R -- like many, but not all programs -- mostly uses Tukey's definition* of how to draw a boxplot.
The entire original sample is used to calculate the hinges (where the box-ends are drawn).
Hinges are very similar to the quartiles (you could say they're a particular way to calculate the upper and lower quartiles that differs slightly from the more usual definitions of quartiles -- though there are a number of different definitions of sample quartiles as well; indeed R offers nine distinct quartile calculations, not counting hinges themselves).
The upper hinge is at the median of the upper half of the data (the upper half includes the median of the original sample if it was a data point) and the lower hinge is at the median of the lower half (which also includes the median of the original sample if it was at a data point):
$\qquad$
So for example with 6 observations the hinges are the second largest and the 5th largest observation (3 points in each half). With 9 observations the hinges are the 3rd and the 8th largest (5 points in each half, the median coming in both halves). With 11 observations the lower hinge is halfway between the 3rd and 4th largest observation and the upper hinge is halfway between the 8th and 9th largest observation (6 points in each half). The illustration shows the case with 13 observations.

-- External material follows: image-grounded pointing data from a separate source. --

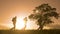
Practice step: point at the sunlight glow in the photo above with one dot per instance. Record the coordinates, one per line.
(20, 23)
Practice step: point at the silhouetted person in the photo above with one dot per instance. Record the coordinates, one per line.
(14, 22)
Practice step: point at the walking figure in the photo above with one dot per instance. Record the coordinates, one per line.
(14, 23)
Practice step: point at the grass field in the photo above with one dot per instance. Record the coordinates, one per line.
(30, 32)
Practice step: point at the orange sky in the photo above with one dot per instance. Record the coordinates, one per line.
(22, 8)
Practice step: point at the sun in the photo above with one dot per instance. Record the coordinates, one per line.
(20, 23)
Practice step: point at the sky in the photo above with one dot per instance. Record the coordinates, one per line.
(23, 8)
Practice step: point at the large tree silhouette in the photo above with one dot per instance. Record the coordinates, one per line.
(43, 14)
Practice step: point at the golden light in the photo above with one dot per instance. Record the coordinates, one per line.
(20, 23)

Note that quartiles (/hinges) are not at all sensitive to the values of the outliers, only to the fact that they are outside the quartiles. You can move them all close to the box ends (so that there are no outliers) without changing the quartiles/hinges, or as far away as you like (so they're all far away), again without changing the values of the quartiles. So there'd really be no need to do anything when there's an "outlier".
* Or rather, one of them; Tukey gave several definitions, though for present purposes we need only worry about how the calculation of the hinges works; I say mostly because the version with "outliers" would be what Tukey called a schematic plot but they don't do the one with two distinct kinds of "outlier" marks.